Tratava-se de facto de um profundo e genuíno sentimento de solidariedade disseminado numa comunidade – possivelmente devido ao seu isolamento num mundo estranho e adverso – como Armando viria a constatar vezes sem conta e como nunca mais viria a experimentar noutros campeonatos da sua vida. Parecia-lhe que vivia num outro mundo, aonde os homens se tinham tornado pessoas!

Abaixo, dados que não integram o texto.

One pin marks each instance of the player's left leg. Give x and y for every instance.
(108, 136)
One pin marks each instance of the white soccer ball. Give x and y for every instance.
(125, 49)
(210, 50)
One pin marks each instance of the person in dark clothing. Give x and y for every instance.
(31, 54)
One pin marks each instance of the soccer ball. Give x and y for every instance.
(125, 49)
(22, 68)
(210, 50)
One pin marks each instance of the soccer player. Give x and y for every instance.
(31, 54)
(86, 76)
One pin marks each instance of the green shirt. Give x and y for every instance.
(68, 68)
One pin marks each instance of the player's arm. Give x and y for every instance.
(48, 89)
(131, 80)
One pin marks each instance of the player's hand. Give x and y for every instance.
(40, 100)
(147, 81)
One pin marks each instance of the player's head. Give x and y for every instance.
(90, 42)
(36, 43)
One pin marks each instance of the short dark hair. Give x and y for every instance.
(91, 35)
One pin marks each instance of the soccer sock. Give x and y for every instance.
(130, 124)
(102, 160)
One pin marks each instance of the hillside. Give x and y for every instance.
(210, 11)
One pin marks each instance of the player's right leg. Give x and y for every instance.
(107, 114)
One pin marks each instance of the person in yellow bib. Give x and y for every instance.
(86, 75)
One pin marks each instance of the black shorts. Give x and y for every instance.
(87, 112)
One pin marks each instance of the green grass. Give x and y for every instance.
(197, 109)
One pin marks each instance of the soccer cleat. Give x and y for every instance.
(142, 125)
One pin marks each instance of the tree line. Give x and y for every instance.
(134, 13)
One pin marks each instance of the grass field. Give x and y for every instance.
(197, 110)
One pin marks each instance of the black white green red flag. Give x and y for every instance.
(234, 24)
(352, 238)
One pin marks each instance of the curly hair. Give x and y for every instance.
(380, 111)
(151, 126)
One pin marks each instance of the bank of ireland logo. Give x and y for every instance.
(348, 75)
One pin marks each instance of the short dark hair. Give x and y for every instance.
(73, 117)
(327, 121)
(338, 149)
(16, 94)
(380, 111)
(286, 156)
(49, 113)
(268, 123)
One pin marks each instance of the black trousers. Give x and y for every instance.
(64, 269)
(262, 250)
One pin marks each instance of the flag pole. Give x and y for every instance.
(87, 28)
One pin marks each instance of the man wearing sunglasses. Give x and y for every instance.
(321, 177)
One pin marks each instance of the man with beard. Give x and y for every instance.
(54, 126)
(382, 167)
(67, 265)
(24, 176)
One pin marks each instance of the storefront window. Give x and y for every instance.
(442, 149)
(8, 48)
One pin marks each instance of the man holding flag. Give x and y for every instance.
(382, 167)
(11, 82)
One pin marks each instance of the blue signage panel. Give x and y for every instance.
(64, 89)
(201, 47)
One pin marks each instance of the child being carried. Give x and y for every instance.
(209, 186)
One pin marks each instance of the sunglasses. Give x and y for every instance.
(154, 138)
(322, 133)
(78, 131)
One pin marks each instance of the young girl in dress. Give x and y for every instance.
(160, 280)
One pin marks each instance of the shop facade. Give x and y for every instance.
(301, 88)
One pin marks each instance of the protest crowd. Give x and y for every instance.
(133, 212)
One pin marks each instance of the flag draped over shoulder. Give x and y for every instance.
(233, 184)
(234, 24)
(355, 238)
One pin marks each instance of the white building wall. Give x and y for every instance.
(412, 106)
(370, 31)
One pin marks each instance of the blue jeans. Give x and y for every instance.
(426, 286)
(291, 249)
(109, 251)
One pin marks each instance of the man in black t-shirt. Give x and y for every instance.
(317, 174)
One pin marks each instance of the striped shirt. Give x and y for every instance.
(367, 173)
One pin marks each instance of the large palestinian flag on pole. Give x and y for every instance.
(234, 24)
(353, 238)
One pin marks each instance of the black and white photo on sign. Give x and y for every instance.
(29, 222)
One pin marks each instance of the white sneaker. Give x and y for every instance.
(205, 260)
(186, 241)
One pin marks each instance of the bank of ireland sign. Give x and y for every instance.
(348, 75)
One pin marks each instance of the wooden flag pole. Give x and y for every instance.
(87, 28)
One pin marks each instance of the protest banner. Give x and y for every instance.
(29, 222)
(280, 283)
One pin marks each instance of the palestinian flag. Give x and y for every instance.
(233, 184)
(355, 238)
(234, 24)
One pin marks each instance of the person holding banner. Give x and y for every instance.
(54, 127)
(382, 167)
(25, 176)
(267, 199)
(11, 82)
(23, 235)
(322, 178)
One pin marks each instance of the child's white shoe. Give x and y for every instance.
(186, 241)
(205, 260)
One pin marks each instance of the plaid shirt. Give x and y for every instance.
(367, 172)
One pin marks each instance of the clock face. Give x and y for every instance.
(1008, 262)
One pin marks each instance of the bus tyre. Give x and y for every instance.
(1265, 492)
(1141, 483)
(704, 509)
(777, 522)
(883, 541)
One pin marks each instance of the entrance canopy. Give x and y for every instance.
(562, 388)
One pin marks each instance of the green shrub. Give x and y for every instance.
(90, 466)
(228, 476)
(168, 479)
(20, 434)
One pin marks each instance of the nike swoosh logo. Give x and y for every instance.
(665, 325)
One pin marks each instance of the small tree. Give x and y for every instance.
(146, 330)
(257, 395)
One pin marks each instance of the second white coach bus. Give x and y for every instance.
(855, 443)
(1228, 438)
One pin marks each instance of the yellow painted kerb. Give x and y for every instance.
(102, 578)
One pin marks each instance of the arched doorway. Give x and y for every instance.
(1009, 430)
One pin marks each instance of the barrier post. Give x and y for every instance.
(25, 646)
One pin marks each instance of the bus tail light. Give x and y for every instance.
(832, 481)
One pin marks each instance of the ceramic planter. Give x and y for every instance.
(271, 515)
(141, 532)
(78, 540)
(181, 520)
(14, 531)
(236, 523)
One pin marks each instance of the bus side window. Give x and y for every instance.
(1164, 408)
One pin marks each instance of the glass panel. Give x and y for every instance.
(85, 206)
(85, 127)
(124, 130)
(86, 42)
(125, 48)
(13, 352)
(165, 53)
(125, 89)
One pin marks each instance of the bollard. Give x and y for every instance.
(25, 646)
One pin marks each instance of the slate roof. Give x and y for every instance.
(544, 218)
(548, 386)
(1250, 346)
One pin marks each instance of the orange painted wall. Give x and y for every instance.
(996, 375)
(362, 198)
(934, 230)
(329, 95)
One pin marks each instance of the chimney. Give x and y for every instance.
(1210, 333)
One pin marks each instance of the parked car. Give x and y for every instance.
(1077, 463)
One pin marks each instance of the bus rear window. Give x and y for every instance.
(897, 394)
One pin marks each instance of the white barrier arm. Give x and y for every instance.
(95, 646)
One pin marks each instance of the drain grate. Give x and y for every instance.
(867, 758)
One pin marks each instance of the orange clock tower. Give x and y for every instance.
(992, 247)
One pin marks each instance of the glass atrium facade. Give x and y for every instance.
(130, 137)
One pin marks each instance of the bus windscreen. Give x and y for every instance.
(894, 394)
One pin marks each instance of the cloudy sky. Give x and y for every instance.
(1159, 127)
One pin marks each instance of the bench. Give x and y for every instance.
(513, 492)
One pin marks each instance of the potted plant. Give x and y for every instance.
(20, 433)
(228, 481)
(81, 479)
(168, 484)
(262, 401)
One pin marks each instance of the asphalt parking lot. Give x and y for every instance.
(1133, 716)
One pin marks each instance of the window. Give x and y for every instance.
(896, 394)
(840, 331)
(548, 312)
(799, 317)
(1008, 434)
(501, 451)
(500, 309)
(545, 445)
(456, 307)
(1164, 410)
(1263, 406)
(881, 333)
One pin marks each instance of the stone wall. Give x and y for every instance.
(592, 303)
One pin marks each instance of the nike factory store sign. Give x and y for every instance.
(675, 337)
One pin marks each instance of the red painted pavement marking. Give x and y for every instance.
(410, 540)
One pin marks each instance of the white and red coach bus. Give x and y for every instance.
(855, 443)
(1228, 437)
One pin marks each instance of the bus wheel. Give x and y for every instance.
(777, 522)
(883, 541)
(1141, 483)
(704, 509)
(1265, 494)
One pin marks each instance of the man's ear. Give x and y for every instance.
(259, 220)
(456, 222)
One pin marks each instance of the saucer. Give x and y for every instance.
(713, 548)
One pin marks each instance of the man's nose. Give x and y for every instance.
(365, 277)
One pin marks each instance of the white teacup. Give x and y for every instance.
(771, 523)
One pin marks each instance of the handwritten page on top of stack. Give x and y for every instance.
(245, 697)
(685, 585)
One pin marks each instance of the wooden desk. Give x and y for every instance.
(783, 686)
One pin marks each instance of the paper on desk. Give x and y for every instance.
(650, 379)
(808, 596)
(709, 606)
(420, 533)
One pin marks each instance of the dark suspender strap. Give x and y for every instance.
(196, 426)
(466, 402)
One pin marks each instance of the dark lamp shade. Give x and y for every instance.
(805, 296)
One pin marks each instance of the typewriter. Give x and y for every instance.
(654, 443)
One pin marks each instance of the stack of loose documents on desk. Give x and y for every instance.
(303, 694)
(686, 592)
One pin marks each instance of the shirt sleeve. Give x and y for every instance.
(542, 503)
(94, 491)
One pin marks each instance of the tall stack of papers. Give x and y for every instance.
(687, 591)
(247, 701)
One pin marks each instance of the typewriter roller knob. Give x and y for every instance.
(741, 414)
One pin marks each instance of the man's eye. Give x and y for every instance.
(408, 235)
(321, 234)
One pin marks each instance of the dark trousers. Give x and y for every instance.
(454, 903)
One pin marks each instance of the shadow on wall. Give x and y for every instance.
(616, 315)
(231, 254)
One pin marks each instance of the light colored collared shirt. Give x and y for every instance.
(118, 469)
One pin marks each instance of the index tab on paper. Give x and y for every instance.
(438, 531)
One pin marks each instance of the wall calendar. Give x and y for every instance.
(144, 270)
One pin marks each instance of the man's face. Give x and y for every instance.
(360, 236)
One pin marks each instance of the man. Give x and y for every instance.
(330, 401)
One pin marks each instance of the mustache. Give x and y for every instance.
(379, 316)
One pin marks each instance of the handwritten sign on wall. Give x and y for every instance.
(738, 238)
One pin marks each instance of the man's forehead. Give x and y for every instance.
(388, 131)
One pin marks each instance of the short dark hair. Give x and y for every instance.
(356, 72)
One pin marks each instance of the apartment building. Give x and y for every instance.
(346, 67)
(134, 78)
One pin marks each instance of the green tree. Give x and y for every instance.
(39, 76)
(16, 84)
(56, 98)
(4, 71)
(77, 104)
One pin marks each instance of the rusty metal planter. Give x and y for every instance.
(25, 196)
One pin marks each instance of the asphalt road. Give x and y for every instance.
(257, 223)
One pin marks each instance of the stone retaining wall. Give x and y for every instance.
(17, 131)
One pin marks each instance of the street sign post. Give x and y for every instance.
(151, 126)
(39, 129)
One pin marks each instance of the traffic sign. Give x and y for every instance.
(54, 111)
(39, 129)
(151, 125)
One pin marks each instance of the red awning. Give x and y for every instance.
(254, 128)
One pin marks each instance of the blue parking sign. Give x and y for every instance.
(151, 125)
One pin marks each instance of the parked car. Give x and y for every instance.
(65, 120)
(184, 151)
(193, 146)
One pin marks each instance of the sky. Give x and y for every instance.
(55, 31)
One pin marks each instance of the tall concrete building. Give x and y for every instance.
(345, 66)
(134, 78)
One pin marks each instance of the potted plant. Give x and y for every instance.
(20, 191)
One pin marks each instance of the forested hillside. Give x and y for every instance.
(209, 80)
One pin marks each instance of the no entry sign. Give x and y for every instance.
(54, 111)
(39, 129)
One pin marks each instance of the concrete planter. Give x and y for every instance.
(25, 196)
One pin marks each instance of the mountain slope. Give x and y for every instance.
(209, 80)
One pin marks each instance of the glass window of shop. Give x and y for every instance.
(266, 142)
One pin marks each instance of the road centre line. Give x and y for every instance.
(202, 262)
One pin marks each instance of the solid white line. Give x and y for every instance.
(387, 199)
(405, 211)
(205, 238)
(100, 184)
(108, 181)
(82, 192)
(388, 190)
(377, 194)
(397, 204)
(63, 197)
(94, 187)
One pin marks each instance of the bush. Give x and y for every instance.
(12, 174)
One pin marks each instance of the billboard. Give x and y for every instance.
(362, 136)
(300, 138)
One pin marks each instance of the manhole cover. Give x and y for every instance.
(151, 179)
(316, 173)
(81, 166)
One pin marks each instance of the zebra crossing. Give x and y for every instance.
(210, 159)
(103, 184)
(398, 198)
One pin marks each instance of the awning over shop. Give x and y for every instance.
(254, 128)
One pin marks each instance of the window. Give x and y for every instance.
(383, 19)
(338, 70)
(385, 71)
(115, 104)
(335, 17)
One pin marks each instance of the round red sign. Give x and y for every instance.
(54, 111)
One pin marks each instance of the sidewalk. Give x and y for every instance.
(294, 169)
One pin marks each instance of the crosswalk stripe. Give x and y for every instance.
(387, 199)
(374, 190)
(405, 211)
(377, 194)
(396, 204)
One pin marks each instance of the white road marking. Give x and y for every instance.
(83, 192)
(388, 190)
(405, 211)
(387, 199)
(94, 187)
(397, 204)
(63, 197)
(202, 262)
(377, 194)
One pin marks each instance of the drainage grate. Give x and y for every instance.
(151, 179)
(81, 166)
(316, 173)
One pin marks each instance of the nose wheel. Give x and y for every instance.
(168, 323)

Sairiam da casa do novo amigo a meio da manhã do dia seguinte com a precaução de deixar tudo em ordem, partindo de Tournai à boleia para Bruxelas. Chegaram a casa do contacto que possuíam em Bruxelas já ao fim da tarde, quase a horas de jantar. Era uma casa de um estudante de Cinema, que recebia na altura a visita de uma jovem irmã enfermeira para matar saudades e que trabalhava à noite como taxista para sobreviver e de um nacionalista angolano branco -- o Manel -- que era empregado de hotel.

Cidade belga de Tournai
O Manel era uma figura castiça e um homem solidário. Filho de mãe negra, cabelos ruivos e lábios grossos de africano, não recusava fora das horas de trabalho qualquer tipo de biscates que se possa imaginar desde modelo para escultores a figurante de teatro, limpeza de escritórios e tudo o mais que lhe aparecesse, para sobreviver e apoiar economicamente o movimento. Acabaria por desistir da vida já na 2ª metade dos anos setenta, possivelmente desiludido com os amigos angolanos de então e com o caminho que os diversos movimentos trilhavam.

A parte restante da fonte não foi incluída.